Y assí, Petronila quiso más morir casta que vivir casada con Flaco Cónsul, de quien era pedida por muger. Rogólo a Dios y oyóla, y libróla con su muerte del cónsul que tratava de le hazer fuerça. Y la que no quiso ser esposa de hombre lo fue del Espíritu Santo, y gozó de las Bodas Celestiales porque menospreció las terrenales. Es de Lipomano.
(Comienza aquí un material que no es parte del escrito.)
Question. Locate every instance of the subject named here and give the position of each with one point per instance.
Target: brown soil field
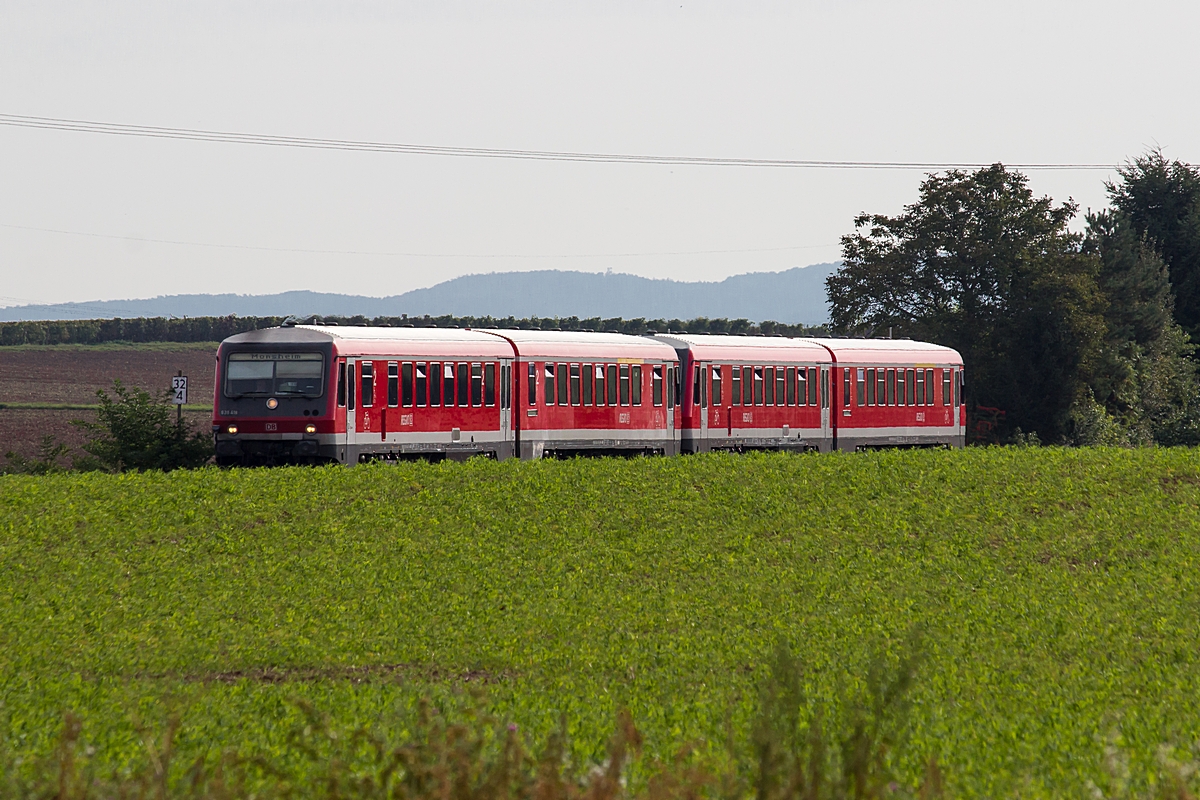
(73, 373)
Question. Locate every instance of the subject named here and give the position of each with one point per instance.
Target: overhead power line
(195, 134)
(407, 254)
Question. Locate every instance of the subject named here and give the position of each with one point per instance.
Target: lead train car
(311, 394)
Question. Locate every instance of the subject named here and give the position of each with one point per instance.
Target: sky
(101, 217)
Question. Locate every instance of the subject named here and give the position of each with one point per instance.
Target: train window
(477, 385)
(490, 384)
(366, 371)
(463, 382)
(575, 384)
(423, 383)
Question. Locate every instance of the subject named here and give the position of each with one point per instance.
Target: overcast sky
(853, 80)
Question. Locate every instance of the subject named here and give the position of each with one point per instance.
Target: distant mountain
(795, 296)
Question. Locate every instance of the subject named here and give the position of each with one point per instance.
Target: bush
(135, 432)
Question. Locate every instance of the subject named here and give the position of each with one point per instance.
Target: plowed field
(71, 374)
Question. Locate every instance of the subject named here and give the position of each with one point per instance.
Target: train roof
(713, 347)
(869, 352)
(585, 344)
(418, 342)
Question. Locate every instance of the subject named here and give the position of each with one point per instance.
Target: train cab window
(367, 373)
(448, 384)
(477, 385)
(490, 383)
(423, 383)
(463, 382)
(393, 400)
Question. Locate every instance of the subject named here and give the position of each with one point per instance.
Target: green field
(1057, 591)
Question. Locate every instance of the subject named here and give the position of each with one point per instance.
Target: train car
(895, 394)
(593, 394)
(751, 392)
(312, 394)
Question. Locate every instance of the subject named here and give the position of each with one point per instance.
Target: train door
(507, 403)
(826, 429)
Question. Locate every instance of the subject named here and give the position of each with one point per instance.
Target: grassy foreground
(1057, 591)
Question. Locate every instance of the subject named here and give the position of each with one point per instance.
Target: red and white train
(312, 394)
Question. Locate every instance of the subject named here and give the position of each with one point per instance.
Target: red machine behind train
(312, 394)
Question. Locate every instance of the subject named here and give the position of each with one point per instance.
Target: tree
(982, 265)
(135, 432)
(1161, 202)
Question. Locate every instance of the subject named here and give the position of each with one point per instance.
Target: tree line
(1077, 336)
(214, 329)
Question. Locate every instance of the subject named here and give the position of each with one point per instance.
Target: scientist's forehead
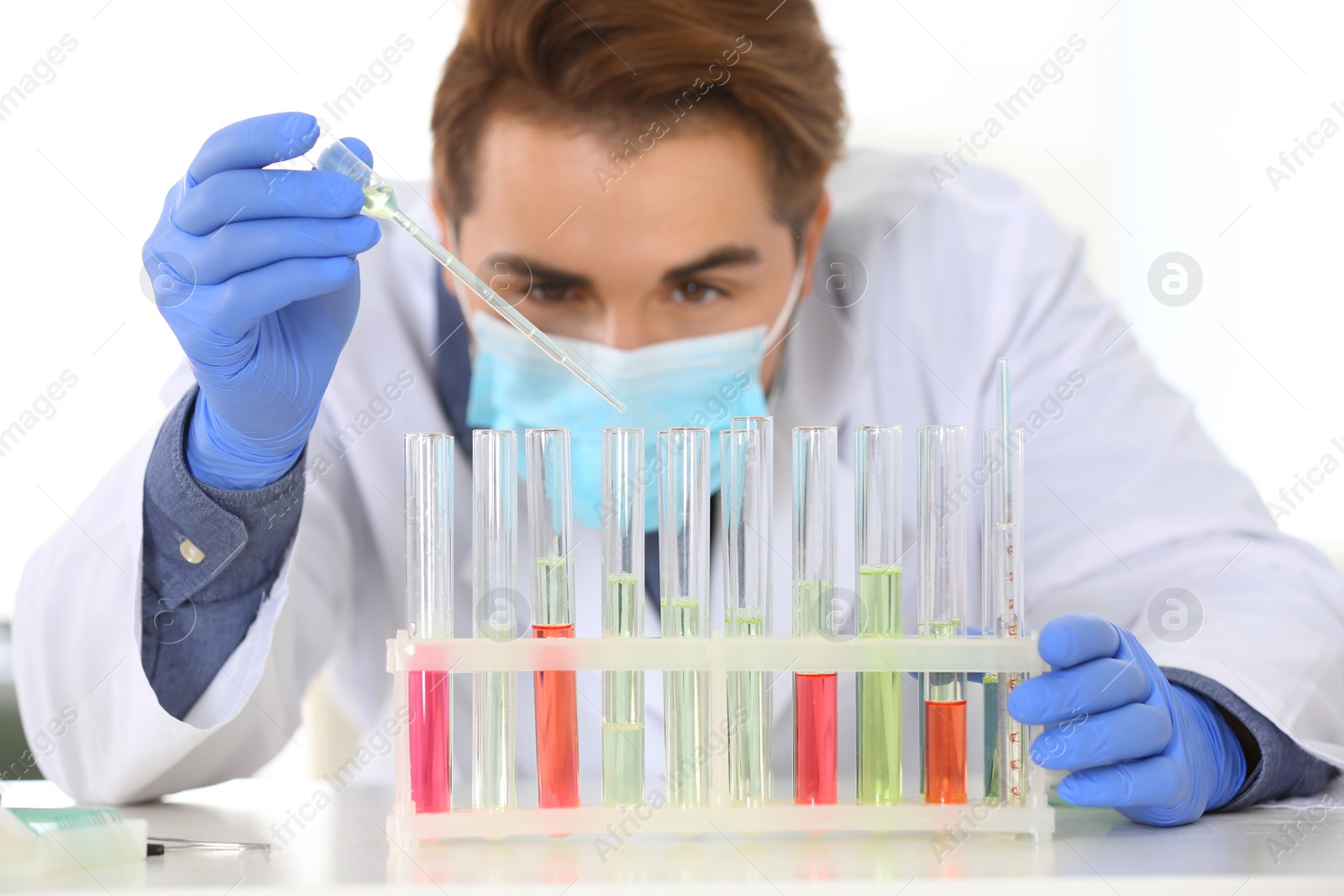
(546, 184)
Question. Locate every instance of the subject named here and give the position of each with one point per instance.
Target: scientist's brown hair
(624, 67)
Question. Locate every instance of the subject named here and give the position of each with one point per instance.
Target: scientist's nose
(625, 325)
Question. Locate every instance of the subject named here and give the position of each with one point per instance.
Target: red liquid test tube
(945, 752)
(429, 613)
(816, 777)
(557, 731)
(429, 700)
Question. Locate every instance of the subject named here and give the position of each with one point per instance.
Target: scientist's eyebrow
(549, 277)
(721, 257)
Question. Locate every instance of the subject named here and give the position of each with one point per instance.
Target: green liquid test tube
(878, 548)
(622, 613)
(495, 616)
(685, 569)
(745, 495)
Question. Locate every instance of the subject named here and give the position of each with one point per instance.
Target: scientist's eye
(696, 293)
(543, 291)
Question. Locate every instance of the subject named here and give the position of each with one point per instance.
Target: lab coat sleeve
(1133, 513)
(77, 652)
(210, 558)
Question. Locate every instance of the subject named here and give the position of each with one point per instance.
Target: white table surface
(344, 846)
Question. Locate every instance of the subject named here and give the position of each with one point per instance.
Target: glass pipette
(381, 202)
(1003, 595)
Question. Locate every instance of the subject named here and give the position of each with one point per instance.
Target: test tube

[25] Por mandado del emperador Numeriano fue mandada llevar Daría, donzella santíssima y esposa del santo mártir Crisanto, en Roma al lugar de las mugeres públicas. Fue assí hecho, y puesta la santa donzella en aquel afrentoso lugar, proveyó Dios de un león, que saliendo de cierto corral en que estava se fue a poner delante della con muestra de la querer defender. Entró ignorando esto un moço desvergonçado y atrevido con intento de deshonrar la donzella. Salió a él el león y derribóle en el suelo, y pisándole con sus pies mirava a la santa para ver lo que dél quería que hiziesse. Daría, visto lo que passava, dixo:

-Conjúrote por Jesucristo que no le hagas mal, sino que me des lugar que yo le hable.

Hablóle y díxole:

-Mira cómo la ferocidad del león obedece al nombre de Jesucristo, y tú, siendo hombre y acompañado de razón no temes ofenderle.

El moço, temblando, puesto de rodillas delante de la santa, dixo:

-Haz, señora, que no me mate esta bestia, que yo te prometo de publicar por toda Roma que no ay otro Dios sino el que tú adoras.

Mandó Daría al león que le dexasse ir libre; apartóse el león y el moço salió dando vozes por la ciudad, cumpliendo su promesa. Y si se cançava y callava bolvía a ver si /52v/ estava el león a sus espaldas. Otros entraron donde estava la santa y les sucedió lo mismo, de suerte que salían convertidos y publicando a Cristo por Dios. Celerino Prefeto fue informado del caso y mandó poner fuego al aposento donde Daría estava, mas por su oración ella y el león salieron libres. El león se fue a los montes y ella quedó para padecer mayores tormentos por Cristo, en los cuales acabó la vida y començó a gozar la Eterna en el Cielo. Refiérelo Simeón Metafraste.
[26] Nizéforo, libro siete, capítulo treze, escrive de una donzella de Nicomedia, la cual porque no quiso sacrificar a los ídolos fue mandada llevar al lugar de las mugeres públicas. En el camino vido a un obispo de la misma ciudad llamado Antimo; preguntóle cuál era mayor mal, perder la castidad o la fe. El obispo respondió:

-Hija Eufrasia (que assí se llamava la donzella) hermoso don es el de la castidad virginal, aunque el de la fe es mayor y más importante, por lo cual si en la castidad forçosamente ha de aver falta, procura que permanezca la fe en tu alma, y si el cuerpo padeciere fuerça, la misma sufrida por Dios ayudará a tu corona.

Oído esto por la casta donzella, rebolvía en su ánimo cómo pudiesse conservarlo todo, assí la fe como el don de virgen, y estando ya en el lugar público y con ella un feroz soldado que pretendía primero que otros semejantes despojos, Eufrasia le habló y dixo:

-Si tú, valiente soldado, abstiniéndote de hazer lo que pretendes en daño de mi honestidad, la defendieres de otros que también como tú la pretenderán hazer guerra, yo te daré un reparo contra las heridas que en cualquier trance y batalla puedes recebir, de modo que ninguna arma de enemigo te hiera o saque sangre, y la experiencia desto puedes hazer en mí, y hallándola cierta harás lo que te ruego.

El soldado, contentíssimo de lo que oía, dixo que acetava de buena gana el partido. Eufrasia, que se halló acaso con un pedaço de cera, ablandóla, y puesta | en su cuello dixo al soldado que desnudasse su espada y la hiriesse con grande fuerça por la garganta, y vería la experiencia. Hízolo assí, hirióla el cuello y derribóle bien lexos la cabeça, que fue lo que Eufrasia pretendía para conservarse virgen, aunque a costa de la vida, y siendo este hecho (como se presume) guiado por Dios, también ganó en él corona de mártir. Este caso, si no es otro, escrive Luis Vives en su Muger Cristiana, libro primero; sólo diferencia en que llama a la donzella Drasila, y dize que era hierva la que se puso al cuello, que fue una la primera que se halló a mano, diziendo tener semejante virtud.